Ketamine and Breast Feeding

Ketamine has not been formally assigned by the FDA to a pregnancy category. Animal studies have failed to reveal any impairment of fertility, but there have not been any controlled data in human pregnancies. Safe use in pregnancy has not been determined, but manufacturers recommend that ketamine be used cautiously in pregnancy. Breastfeeding is also not recommended, as ketamine is a general anesthetic agent. Nursing is not recommended until 12 hours after a dose has been taken.


Alcohol may worsen some of the pharmacological effects of CNS-active agents, and using ketamine in combination with alcohol can create additional depression of the nervous system as well as impairment of psychomotor skills, thinking, and judgment. Patients receiving ketamine may be warned about these interactions and will be told to limit or avoid consumption of alcohol. Hazardous activities that require motor coordination or mental alertness should be avoided until patients understand how the medication will affect them.
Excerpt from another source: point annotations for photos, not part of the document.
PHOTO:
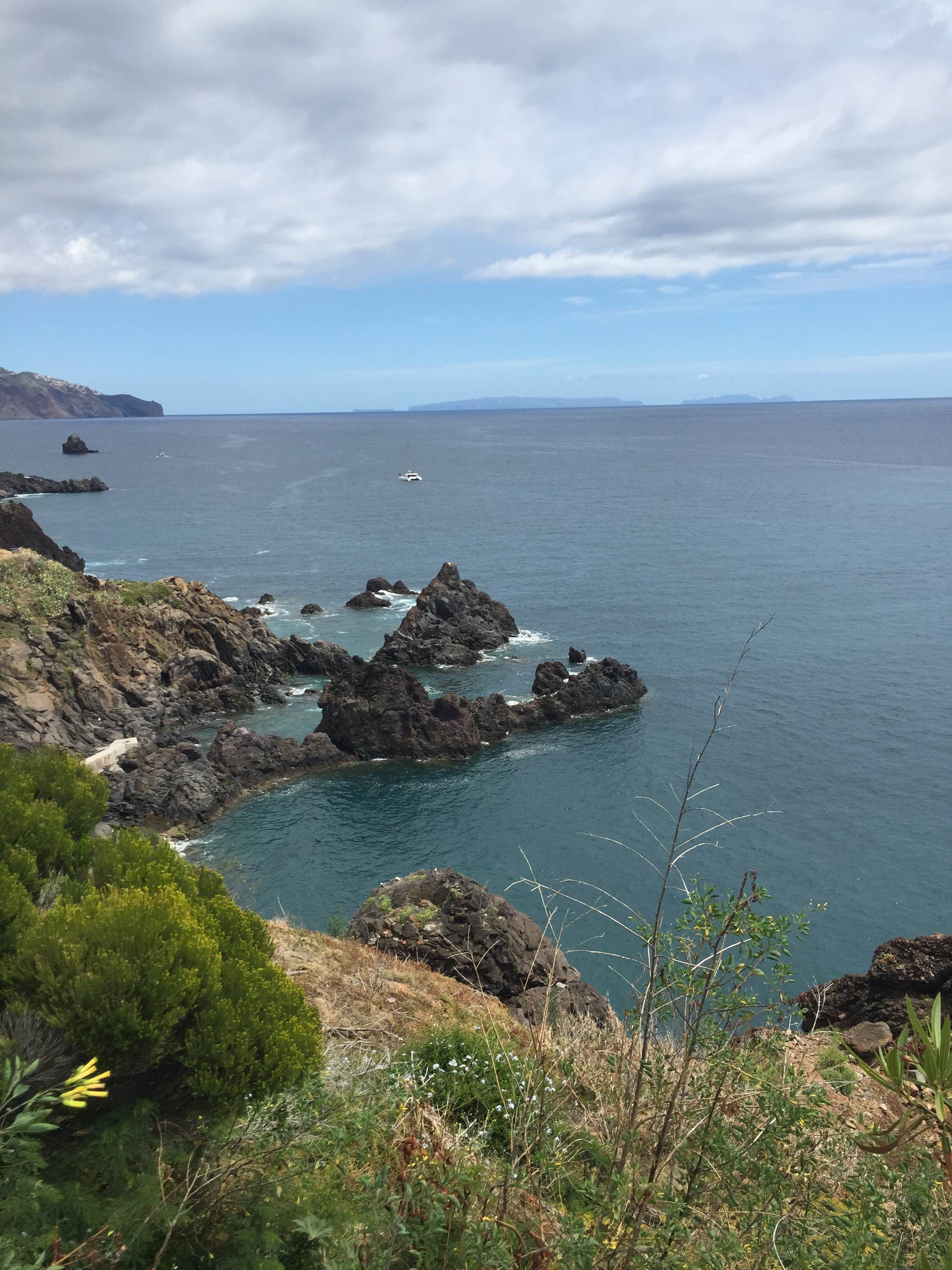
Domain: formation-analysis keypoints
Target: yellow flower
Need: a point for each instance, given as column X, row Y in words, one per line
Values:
column 84, row 1084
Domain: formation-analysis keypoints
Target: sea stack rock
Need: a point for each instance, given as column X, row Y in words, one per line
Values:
column 75, row 445
column 918, row 968
column 367, row 600
column 383, row 712
column 457, row 928
column 451, row 624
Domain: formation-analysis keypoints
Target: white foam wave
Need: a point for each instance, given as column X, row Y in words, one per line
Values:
column 531, row 638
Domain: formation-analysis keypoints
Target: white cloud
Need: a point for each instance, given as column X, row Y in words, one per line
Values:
column 192, row 145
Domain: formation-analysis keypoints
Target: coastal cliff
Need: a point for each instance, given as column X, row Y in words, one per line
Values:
column 27, row 395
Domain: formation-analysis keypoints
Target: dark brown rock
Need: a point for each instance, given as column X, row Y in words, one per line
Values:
column 457, row 928
column 383, row 712
column 19, row 530
column 918, row 968
column 75, row 445
column 865, row 1039
column 367, row 600
column 451, row 624
column 550, row 677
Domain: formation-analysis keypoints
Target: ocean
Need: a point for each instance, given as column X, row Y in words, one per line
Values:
column 660, row 537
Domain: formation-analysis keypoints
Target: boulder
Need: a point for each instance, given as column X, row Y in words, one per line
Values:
column 451, row 624
column 457, row 928
column 383, row 712
column 865, row 1039
column 919, row 968
column 75, row 445
column 367, row 600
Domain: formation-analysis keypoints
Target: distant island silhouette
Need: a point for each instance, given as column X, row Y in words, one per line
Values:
column 522, row 404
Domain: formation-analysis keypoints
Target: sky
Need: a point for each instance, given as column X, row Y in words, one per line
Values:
column 301, row 205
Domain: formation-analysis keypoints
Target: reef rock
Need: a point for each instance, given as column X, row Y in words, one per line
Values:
column 367, row 600
column 457, row 928
column 383, row 712
column 16, row 483
column 918, row 968
column 75, row 445
column 19, row 530
column 451, row 624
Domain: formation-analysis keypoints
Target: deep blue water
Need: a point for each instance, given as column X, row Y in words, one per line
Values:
column 660, row 537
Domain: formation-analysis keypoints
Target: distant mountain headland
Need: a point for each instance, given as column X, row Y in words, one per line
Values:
column 522, row 404
column 26, row 395
column 737, row 399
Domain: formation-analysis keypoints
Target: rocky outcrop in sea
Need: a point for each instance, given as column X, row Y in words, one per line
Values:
column 451, row 624
column 16, row 483
column 75, row 445
column 455, row 925
column 919, row 968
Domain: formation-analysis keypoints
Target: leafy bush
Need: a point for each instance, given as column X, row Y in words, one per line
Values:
column 141, row 958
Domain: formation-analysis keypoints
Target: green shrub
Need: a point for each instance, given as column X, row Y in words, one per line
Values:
column 141, row 958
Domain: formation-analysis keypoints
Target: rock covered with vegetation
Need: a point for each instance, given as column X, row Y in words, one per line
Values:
column 16, row 483
column 451, row 624
column 84, row 662
column 456, row 926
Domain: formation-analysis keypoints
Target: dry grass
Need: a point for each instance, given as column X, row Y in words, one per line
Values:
column 372, row 1001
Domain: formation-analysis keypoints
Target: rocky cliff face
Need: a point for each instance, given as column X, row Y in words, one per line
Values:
column 453, row 925
column 26, row 395
column 16, row 483
column 451, row 624
column 19, row 530
column 83, row 661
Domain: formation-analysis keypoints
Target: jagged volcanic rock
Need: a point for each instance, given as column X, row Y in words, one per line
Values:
column 367, row 600
column 122, row 660
column 457, row 928
column 602, row 686
column 16, row 483
column 919, row 967
column 75, row 445
column 451, row 624
column 19, row 530
column 383, row 712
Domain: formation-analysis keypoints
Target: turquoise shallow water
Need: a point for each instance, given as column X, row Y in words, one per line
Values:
column 658, row 535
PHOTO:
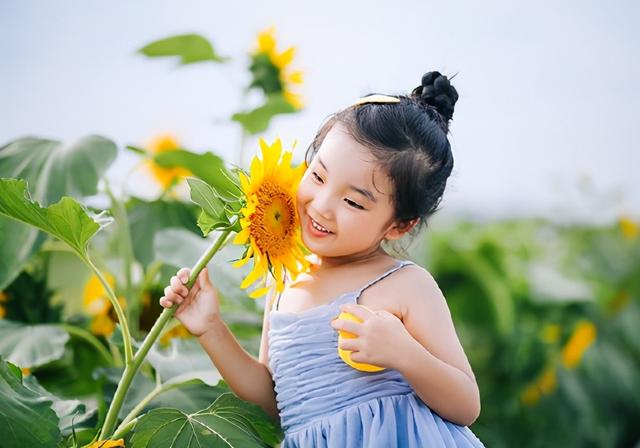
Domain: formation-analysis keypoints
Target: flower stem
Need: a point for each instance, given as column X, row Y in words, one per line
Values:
column 131, row 368
column 89, row 338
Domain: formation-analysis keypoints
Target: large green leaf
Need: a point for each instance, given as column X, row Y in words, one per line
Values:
column 148, row 218
column 52, row 169
column 31, row 345
column 258, row 120
column 206, row 166
column 189, row 47
column 228, row 422
column 67, row 219
column 26, row 417
column 73, row 414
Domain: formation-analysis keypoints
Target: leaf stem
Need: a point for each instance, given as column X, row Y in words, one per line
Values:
column 131, row 368
column 90, row 338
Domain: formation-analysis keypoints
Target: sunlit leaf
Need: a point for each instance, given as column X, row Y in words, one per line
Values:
column 258, row 120
column 26, row 417
column 67, row 219
column 52, row 169
column 31, row 345
column 189, row 47
column 228, row 422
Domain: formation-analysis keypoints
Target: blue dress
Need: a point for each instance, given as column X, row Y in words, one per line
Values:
column 323, row 402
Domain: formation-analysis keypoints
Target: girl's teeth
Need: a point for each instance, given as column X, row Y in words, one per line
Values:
column 317, row 226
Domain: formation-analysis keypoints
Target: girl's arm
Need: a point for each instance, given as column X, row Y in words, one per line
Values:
column 433, row 361
column 249, row 378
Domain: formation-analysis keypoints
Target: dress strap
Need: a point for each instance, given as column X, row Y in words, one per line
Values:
column 398, row 265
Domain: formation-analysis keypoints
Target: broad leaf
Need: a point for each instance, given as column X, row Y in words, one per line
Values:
column 31, row 345
column 52, row 169
column 228, row 422
column 205, row 196
column 189, row 47
column 26, row 417
column 66, row 219
column 258, row 120
column 72, row 413
column 178, row 247
column 206, row 166
column 148, row 218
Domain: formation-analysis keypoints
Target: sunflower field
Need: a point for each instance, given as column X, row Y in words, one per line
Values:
column 548, row 314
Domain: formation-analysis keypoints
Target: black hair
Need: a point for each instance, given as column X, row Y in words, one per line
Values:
column 409, row 139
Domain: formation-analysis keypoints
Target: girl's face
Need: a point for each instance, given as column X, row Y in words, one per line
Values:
column 347, row 193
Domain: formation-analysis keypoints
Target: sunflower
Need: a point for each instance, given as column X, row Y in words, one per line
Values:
column 276, row 76
column 3, row 299
column 269, row 221
column 97, row 304
column 166, row 177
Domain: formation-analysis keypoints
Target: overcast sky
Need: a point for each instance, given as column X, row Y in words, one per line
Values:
column 547, row 123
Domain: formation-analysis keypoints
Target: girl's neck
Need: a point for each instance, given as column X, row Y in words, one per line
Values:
column 321, row 263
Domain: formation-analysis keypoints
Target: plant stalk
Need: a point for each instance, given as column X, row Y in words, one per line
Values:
column 131, row 368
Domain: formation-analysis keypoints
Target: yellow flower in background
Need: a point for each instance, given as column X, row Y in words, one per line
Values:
column 108, row 444
column 270, row 224
column 179, row 331
column 551, row 333
column 3, row 299
column 266, row 45
column 165, row 177
column 543, row 385
column 583, row 336
column 629, row 228
column 97, row 305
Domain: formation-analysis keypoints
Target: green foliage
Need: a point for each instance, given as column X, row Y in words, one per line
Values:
column 52, row 169
column 67, row 219
column 26, row 417
column 31, row 345
column 258, row 119
column 190, row 48
column 228, row 421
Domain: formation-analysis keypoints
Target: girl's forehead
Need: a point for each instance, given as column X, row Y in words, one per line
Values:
column 345, row 159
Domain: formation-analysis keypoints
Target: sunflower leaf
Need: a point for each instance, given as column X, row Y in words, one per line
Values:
column 31, row 345
column 67, row 219
column 189, row 47
column 27, row 418
column 228, row 421
column 257, row 120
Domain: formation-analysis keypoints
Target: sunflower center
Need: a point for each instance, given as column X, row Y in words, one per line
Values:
column 273, row 223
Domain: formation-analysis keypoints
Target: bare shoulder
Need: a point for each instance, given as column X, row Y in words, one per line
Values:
column 399, row 290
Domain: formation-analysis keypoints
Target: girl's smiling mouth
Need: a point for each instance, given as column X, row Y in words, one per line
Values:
column 316, row 229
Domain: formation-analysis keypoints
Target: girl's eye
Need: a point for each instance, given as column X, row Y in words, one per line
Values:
column 353, row 204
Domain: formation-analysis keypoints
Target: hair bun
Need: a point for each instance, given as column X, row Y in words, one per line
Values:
column 436, row 90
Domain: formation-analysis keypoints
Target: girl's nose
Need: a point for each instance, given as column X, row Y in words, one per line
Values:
column 322, row 204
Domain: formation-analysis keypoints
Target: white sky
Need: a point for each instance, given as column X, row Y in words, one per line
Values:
column 546, row 124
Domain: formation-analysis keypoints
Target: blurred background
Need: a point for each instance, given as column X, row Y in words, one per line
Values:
column 535, row 245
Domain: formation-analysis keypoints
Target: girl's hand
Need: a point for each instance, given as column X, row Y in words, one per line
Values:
column 198, row 308
column 382, row 339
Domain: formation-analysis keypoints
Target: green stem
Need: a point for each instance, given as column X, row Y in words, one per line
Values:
column 131, row 368
column 126, row 336
column 123, row 430
column 91, row 339
column 126, row 250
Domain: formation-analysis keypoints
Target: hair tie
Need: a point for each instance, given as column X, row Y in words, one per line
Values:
column 377, row 98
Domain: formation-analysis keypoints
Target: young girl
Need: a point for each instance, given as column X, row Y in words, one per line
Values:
column 375, row 170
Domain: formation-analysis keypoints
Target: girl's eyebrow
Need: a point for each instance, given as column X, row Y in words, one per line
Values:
column 366, row 193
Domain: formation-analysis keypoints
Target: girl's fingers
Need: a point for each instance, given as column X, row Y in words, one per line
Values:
column 170, row 295
column 178, row 287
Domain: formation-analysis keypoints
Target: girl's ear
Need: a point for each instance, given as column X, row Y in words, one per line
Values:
column 398, row 230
Ketamine is a powerful anesthetic that is intended for usage during surgical procedures in order to prevent pain and discomfort. However, ketamine side effects can also occur. These can range from common effects like mood changes, drowsiness, or vomiting to more serious issues like delirium, hallucinations, or amnesia. Side effects are more to occur when this medication is taken appropriately, in combination with other medications, or with alcohol. Pregnant women are also discouraged from taking ketamine, and nursing mothers should also avoid it. By understanding these potential ketamine side effects, patients can determine whether the benefits of this medication outweigh any potential risks.